A Polícia Civil indiciou a mãe e o padrasto das crianças envenenadas com “chumbinho” no município de Alto Horizonte, no norte de Goiás. A informação foi confirmada pelo delegado responsável pelo caso, Domênico Rocha.
Segundo a investigação, Ronaldo Alves de Oliveira foi indiciado por feminicídio e tentativa de homicídio, ambos triplamente qualificados. Já Nábia Rosa Pimenta responderá pelos mesmos crimes, porém por omissão imprópria, por não ter agido para evitar o resultado.
O caso ocorreu no dia 27 de março, quando a família jantava na varanda de casa. Horas depois, Weslenny Rosa Lima, de 9 anos, passou mal e morreu após ser levada ao hospital. O irmão, de 8 anos, também foi internado em estado grave, mas sobreviveu.

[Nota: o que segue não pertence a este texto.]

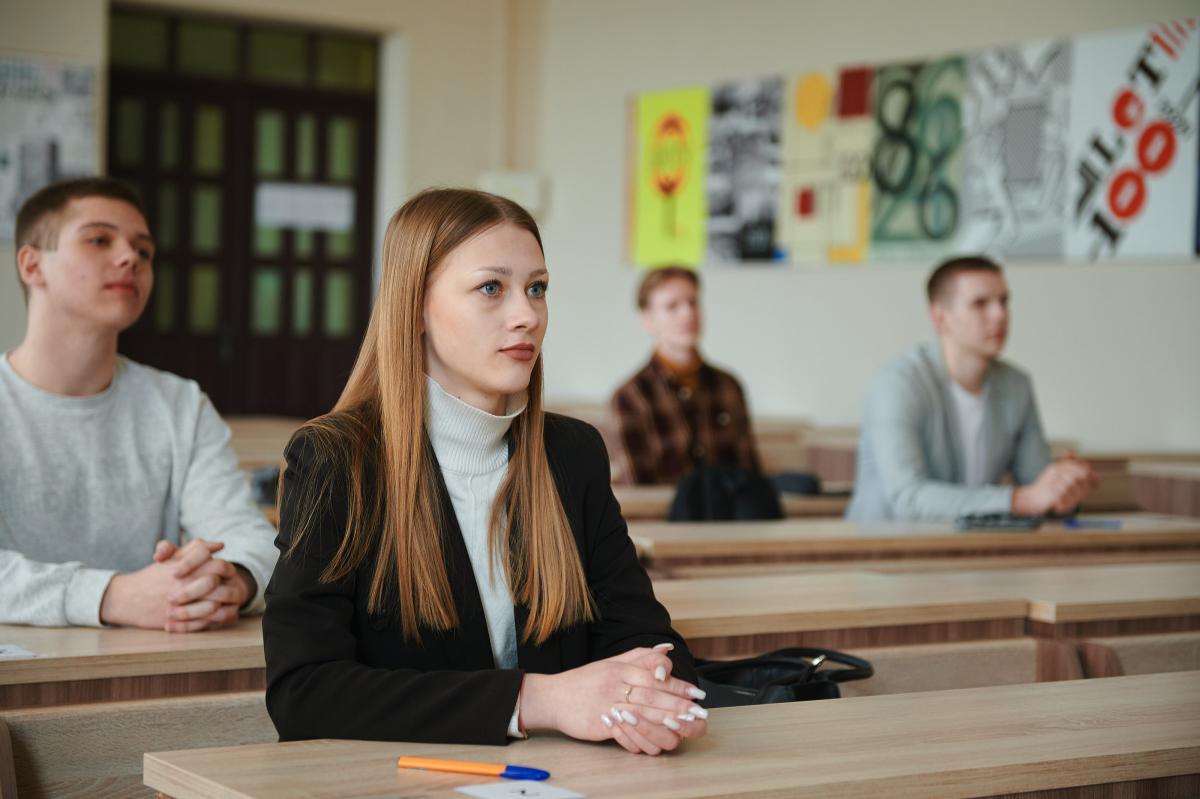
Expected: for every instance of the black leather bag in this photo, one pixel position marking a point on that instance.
(793, 674)
(714, 493)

Durante as investigações, a Polícia Civil apontou que Ronaldo, preso preventivamente desde o dia 2 de abril, evitou consumir o alimento contaminado. Imagens de uma câmera instalada na residência mostram o suspeito se levantando durante o jantar com o prato cheio de arroz, o que levantou a suspeita de que ele não teria ingerido a comida envenenada. Exames toxicológicos realizados no padrasto e na mãe tiveram resultado negativo.
De acordo com o delegado, a dinâmica exata de como o veneno foi colocado na comida não pôde ser totalmente esclarecida, já que o momento não foi registrado pelas câmeras. Há indícios de que apenas a porção servida às crianças estava contaminada.

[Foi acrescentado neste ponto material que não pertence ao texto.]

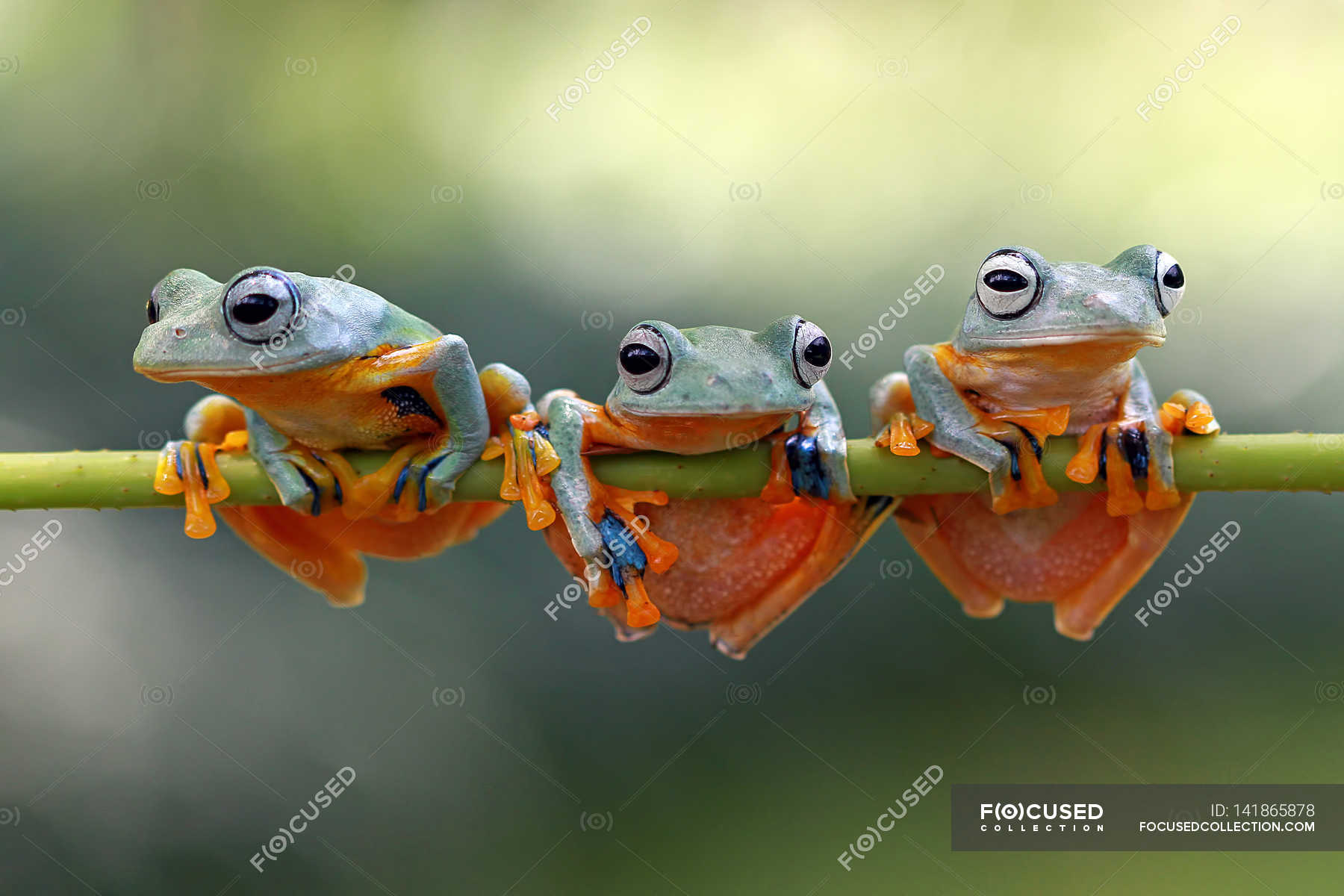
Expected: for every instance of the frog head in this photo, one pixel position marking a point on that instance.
(719, 371)
(264, 321)
(1021, 301)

A perícia identificou a presença de terbufós, substância popularmente conhecida como “chumbinho”, na panela de arroz armazenada na geladeira. Resíduos do alimento também foram encontrados no lixo da residência, consumidos por gatos da vizinhança, que morreram posteriormente.

A investigação também apontou que o casal mantinha um relacionamento conturbado, marcado por discussões frequentes. Para a Polícia Civil, a mãe teria percebido sinais de risco, mas não tomou medidas para proteger os filhos.
Em depoimento, tanto a mãe quanto o padrasto negaram participação no crime. A defesa de Ronaldo afirmou que recebeu a conclusão do inquérito com tranquilidade e que confia no devido processo legal. Já a defesa de Nábia não foi localizada.
Após o jantar, a menina apresentou sintomas graves, como vômitos, dores abdominais e convulsões. Ela chegou a ser levada ao hospital, mas não resistiu. O irmão foi encaminhado ao Hospital Estadual do Centro-Norte Goiano (HCN), onde ficou internado por 11 dias. Atualmente, ele está sob a guarda do pai biológico.
O padrasto segue preso na unidade prisional de Uruaçu. Já a mãe foi indiciada, mas não teve a prisão solicitada pela polícia.
Leia a íntegra da nota da defesa de Ronaldo:
“A defesa de Ronaldo informa que recebeu com serenidade a conclusão do inquérito policial e ressalta que esta representa apenas uma etapa da persecução penal, não implicando em juízo definitivo de culpa.
Neste momento, a defesa não irá se manifestar sobre o mérito dos fatos, limitando-se a afirmar que confia plenamente no devido processo legal, no contraditório e na ampla defesa, princípios que serão rigorosamente observados no curso da ação penal.
Ressalta-se, ainda, que somente após a análise integral dos autos e das provas produzidas será possível apresentar os esclarecimentos necessários.
A defesa permanece à disposição das autoridades competentes e reitera seu compromisso com a verdade e com a Justiça”.